Finance minister Pranab Mukherjee on Saturday said onion prices have moderated by Rs 10-15 per kg after the government took steps to augment supply of the vegetable, whose rates had skyrocketed to Rs 80/kg last month.
"(Onion) Prices have come down, however, by Rs 10-15 per kg. There is a mismatch between demand and supply... have requested the Chief Ministers to collectively keep prices in check," Mukherjee told reporters in Mumbai.
The retail prices of onion had touched a peak of Rs 70-85 per kg on December 22, 2010 due to sluggish supply in the wake of crop damage in Maharashtra due to unseasonal rains.
However, prices declined after government took steps by I-T searches on traders and by removing the import duty and facilitating more import of the vegetable. However, the efforts suffered a setback after Pakistan banned onion exports to Attar-Wagah land route.
Mukherjee said there is a big difference in wholesale price and retail price of onion, adding, that I-T raids in the premises of different traders have also helped in reducing prices.
There has been a "dip in onion prices in some states after I-T search", he said.
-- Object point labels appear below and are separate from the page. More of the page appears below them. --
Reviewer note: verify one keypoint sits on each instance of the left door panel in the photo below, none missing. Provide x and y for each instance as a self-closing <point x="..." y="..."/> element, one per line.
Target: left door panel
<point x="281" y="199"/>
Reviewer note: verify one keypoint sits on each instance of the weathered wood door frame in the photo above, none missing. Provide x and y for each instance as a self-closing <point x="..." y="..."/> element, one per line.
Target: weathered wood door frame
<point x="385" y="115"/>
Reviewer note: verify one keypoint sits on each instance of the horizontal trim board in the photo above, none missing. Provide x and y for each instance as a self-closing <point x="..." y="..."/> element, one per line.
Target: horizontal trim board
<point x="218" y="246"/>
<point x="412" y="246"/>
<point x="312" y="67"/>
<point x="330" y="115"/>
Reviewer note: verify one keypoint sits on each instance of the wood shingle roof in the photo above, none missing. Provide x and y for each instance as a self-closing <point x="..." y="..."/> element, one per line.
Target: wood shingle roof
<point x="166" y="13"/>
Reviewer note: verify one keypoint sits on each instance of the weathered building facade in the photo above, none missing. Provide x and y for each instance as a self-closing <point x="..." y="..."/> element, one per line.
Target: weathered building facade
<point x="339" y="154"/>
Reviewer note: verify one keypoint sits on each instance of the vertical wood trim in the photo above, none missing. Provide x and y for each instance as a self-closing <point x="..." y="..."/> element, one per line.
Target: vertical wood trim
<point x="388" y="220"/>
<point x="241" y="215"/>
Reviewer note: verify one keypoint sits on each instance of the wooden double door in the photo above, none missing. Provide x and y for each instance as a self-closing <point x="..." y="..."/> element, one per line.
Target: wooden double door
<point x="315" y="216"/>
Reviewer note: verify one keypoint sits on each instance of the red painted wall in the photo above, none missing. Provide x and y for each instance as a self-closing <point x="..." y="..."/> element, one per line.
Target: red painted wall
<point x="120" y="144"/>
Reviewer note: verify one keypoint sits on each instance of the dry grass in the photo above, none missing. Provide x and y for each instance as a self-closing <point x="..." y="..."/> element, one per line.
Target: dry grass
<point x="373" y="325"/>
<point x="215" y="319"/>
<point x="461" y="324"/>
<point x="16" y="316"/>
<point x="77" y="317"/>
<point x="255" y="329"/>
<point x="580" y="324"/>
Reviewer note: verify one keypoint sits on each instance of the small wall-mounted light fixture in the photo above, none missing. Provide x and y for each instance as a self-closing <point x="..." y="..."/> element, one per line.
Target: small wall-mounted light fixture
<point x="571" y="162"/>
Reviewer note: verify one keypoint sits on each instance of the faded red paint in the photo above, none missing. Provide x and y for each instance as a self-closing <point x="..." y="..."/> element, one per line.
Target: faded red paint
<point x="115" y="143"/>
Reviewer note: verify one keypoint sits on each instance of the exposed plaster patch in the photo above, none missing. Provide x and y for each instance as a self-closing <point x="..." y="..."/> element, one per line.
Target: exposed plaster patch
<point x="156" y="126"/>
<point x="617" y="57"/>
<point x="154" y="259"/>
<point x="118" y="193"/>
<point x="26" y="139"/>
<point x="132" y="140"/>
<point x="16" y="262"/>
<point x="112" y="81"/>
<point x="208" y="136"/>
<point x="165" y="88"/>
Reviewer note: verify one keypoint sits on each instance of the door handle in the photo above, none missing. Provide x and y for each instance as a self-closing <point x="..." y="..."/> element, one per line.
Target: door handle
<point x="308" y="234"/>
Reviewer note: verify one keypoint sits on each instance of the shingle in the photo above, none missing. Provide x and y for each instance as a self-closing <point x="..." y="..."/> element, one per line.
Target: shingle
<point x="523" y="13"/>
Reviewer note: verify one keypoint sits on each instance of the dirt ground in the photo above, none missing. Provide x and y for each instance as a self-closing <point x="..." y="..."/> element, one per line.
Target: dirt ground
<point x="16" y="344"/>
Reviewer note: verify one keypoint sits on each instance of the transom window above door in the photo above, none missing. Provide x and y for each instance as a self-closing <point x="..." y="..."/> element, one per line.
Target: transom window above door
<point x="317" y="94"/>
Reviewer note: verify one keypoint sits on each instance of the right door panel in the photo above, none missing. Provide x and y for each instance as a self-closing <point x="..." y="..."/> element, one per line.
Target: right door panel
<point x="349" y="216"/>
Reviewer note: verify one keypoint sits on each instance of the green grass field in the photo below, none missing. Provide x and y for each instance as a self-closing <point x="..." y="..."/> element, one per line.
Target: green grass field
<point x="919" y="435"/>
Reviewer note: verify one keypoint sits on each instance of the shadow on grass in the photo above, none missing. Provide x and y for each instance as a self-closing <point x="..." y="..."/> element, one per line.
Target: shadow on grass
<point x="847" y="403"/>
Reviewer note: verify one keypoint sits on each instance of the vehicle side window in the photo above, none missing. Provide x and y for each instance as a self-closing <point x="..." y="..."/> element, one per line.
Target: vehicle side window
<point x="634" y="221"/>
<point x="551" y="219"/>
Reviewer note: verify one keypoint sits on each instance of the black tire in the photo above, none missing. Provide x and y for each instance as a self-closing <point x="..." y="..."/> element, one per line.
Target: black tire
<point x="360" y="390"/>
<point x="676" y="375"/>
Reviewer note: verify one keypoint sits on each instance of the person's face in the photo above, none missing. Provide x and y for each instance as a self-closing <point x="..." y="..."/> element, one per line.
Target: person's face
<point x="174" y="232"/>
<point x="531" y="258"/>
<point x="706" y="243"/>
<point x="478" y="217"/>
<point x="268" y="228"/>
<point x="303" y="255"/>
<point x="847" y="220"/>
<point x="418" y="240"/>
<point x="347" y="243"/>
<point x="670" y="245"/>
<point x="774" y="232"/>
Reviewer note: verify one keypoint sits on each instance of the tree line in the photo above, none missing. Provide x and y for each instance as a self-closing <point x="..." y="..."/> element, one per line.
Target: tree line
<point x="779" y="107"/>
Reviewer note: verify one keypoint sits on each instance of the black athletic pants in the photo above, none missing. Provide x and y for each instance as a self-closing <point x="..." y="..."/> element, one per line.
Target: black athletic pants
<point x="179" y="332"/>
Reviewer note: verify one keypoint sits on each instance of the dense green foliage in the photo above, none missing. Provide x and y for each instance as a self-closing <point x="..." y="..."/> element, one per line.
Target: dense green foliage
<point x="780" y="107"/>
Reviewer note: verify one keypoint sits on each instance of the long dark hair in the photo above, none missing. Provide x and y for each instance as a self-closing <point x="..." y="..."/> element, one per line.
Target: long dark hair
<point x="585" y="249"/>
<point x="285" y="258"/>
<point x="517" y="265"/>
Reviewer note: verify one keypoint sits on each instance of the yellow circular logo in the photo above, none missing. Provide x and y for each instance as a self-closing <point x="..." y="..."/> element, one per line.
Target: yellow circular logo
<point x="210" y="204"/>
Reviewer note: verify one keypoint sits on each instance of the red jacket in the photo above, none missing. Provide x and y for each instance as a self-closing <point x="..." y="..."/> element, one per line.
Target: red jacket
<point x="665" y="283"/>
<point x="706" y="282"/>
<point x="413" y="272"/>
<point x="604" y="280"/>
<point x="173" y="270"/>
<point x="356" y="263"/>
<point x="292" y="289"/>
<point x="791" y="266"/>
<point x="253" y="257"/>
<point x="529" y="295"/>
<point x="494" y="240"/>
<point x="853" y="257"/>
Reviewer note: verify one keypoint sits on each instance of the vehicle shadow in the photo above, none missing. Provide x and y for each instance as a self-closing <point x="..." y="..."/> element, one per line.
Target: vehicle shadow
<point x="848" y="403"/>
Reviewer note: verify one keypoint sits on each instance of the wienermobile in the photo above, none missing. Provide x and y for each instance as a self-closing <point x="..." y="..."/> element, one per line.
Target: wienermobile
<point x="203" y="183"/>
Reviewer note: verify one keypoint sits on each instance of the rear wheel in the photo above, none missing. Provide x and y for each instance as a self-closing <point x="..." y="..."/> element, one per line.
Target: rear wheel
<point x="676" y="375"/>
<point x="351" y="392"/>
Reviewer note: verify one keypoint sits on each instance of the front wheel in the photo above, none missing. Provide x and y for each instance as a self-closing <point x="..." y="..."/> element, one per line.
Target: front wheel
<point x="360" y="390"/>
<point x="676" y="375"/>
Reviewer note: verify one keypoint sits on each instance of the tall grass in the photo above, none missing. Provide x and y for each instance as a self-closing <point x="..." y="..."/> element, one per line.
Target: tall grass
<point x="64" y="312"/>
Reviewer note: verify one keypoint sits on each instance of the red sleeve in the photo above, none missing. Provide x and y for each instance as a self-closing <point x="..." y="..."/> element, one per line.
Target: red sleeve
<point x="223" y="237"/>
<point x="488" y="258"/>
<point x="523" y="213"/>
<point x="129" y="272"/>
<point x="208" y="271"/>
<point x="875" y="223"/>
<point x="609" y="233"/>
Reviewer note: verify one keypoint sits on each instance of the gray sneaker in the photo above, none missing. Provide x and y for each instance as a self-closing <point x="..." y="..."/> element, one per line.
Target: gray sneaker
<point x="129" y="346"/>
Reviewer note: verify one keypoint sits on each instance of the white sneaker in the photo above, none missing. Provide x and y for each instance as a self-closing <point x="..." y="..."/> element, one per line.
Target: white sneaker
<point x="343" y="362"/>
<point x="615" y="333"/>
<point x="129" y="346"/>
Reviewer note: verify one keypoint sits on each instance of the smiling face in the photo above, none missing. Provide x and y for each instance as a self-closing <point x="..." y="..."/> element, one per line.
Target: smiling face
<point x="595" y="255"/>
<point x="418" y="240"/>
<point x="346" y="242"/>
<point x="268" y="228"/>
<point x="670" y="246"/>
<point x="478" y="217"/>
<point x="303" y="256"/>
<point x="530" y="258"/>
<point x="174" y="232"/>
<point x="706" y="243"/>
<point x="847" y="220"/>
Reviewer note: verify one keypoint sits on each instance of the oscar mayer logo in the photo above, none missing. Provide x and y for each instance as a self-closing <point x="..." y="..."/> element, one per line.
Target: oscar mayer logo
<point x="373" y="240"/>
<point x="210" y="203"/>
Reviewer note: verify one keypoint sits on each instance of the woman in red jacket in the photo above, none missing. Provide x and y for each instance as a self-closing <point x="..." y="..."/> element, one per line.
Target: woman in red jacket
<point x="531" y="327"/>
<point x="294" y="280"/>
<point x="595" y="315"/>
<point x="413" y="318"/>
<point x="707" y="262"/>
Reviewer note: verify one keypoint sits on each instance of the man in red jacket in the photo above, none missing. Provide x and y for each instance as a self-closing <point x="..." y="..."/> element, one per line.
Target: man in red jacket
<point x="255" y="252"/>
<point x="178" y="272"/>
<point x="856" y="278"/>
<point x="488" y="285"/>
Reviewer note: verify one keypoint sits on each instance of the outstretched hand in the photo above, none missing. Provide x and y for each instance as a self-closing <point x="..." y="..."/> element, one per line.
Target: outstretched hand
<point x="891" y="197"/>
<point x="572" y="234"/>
However, Pakistan has refused to export onions to India through road, which may blunt the impact of customs duty removal.
Mukherjee said the Centre alone cannot reduce the prices, and the help of states is required to check them.
"A crisis cannot be checked by the central government alone...PDS (Public Distribution System) to be revamped by the state government," Mukherjee said.
On Friday, the Finance Minister had written to all Chief Ministers to take steps to crack down on hoarders and remove supply bottlenecks in onions.
On hardening of international crude oil prices, Mukherjee said a balance has to be struck between moderating inflation and reducing losses of oil PSUs because of high global crude rates.
"The crude has increased to USD 92 per barrel, naturally there will be an impact on OMCs (oil marketing companies)... At the same time there is inflationary trend...Cannot allow PSU OMCs to suffer due to under recovery," Mukherjee said.
International crude oil prices have hardened to over USD 90 per barrel and an increase in prices of petroleum products will further spike inflation.
Petroleum products along with electricity and other energy items contribute over 14 per cent to inflation.
The state-owned oil firms are likely to incur a revenue loss of Rs 72,812 crore this fiscal on selling diesel, LPG and kerosene below cost.